Re: Prediction screening

I hadn't actually watched the video until now.  After seeing it, your response puzzles me a bit.  It seems like 2 things are getting mixed - which are hard to disentangle.  Certainly if you create potential predictive models and expose them to new data (e.g., your group B), you may discover whether those original candidate models are still the best, or whether additional tuning or different models might improve the predictions when faced with new data - classic ways to avoid overfitting.  However, if you run the ensemble model, along with the original predictors, on the same data, I would think that overfitting is not the only problem.  I'm not sure what the sense is in that process at all - by including the original predictors along with some chosen models from the screening, aren't you just confirming whether the original chosen models should have been chosen to begin with?  And, if the purpose is to see how your model(s) work on new data, then does this really have anything to do with ensemble modeling at all?  Isn't the idea of holding out a test data set (or perhaps even a second test data set) to see how your model performs out of sample - regardless of whether it is an ensemble model or not.  In other words, the out of sample testing seems to have little or nothing to do with the model screening platform or ensemble modeling - it is always an issue with any predictive model(s).

ChristerMalm
Level II

Re: Prediction screening

Thank you all for the feedback on my question!

As a comment on your issues @dale_lehman - the project is to validate a set of selected biomarkers for doping on novel datasets (blinded blood samples that may or may now be drawn from doped subjects). Thus, we need to fix the model using Dataset A from known samples, and the ensemble approach seems like a way to go then apply the model to Dataset B (blinded) and investigate the prediction outcome on Dataset B from the formula created using Dataset A.

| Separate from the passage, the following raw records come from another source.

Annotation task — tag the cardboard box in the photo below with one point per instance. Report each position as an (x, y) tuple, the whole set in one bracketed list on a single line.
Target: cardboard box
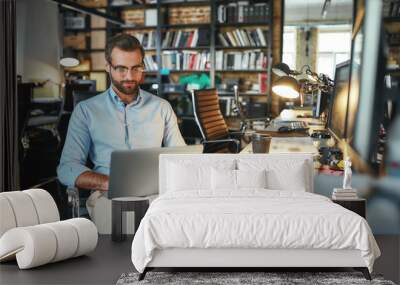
[(150, 17), (189, 15), (76, 23), (84, 65), (97, 39), (77, 41), (101, 80), (93, 3), (133, 16), (98, 60), (96, 21)]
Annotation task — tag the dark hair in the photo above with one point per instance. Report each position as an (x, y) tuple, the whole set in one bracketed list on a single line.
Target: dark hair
[(124, 42)]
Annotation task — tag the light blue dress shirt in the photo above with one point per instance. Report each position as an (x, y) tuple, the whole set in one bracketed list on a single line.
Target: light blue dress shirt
[(102, 124)]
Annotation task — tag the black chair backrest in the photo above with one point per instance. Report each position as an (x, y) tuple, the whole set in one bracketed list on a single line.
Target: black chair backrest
[(207, 111)]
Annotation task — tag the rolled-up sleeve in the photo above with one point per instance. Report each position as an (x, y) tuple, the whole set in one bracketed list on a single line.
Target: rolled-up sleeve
[(172, 134), (76, 148)]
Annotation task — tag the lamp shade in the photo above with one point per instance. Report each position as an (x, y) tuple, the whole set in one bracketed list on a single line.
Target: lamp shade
[(69, 58), (286, 87), (281, 69)]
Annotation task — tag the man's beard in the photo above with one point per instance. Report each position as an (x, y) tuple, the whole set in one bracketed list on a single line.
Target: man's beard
[(131, 90)]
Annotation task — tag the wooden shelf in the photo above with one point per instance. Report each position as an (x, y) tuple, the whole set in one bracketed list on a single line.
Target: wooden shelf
[(187, 48), (242, 94), (242, 24), (242, 47), (134, 28), (89, 50), (186, 3), (184, 26), (243, 70), (134, 6), (391, 19), (84, 30), (269, 27), (188, 71)]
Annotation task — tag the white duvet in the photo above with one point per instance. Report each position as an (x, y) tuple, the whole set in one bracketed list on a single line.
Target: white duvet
[(253, 218)]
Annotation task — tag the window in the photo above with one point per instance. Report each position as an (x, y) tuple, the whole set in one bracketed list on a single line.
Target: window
[(289, 47), (333, 48)]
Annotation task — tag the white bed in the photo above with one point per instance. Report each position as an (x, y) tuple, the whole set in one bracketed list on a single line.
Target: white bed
[(247, 227)]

We can, if needed, then go back and exchange some of the biomarkers and perform this procedure over again, until we reach a pre-set predictive power.

Now that I have (hopefully) explained the project a bit better, I can see how I would use Group B for validation, but not sure I understand how to (again) train the model with B,  (remember I'm not a statistician) as suggested by @andreacoombs1.

I don't know if this alters your responses, just wanted to clarify.

 

Christer Malm
dale_lehman
Level VII

Re: Prediction screening

I'm not sure that I understand you.  When you say that dataset B is "blinded" do you mean that you don't know which subjects are doped (or at least you are pretending you don't know)?  If so, then B appears to be your test data set.  Normally, if you have enough data, you would split A into training and validation data, train your models (including ensemble models) and then apply them to B.  The idea that you would then, on the basis of how they perform on B, go back and change your models seems to invite overfitting.  It is analogous to training on A and using B as your validation set.  But then you have no test data at all - what I mean by test data is data held apart from the modeling process completely.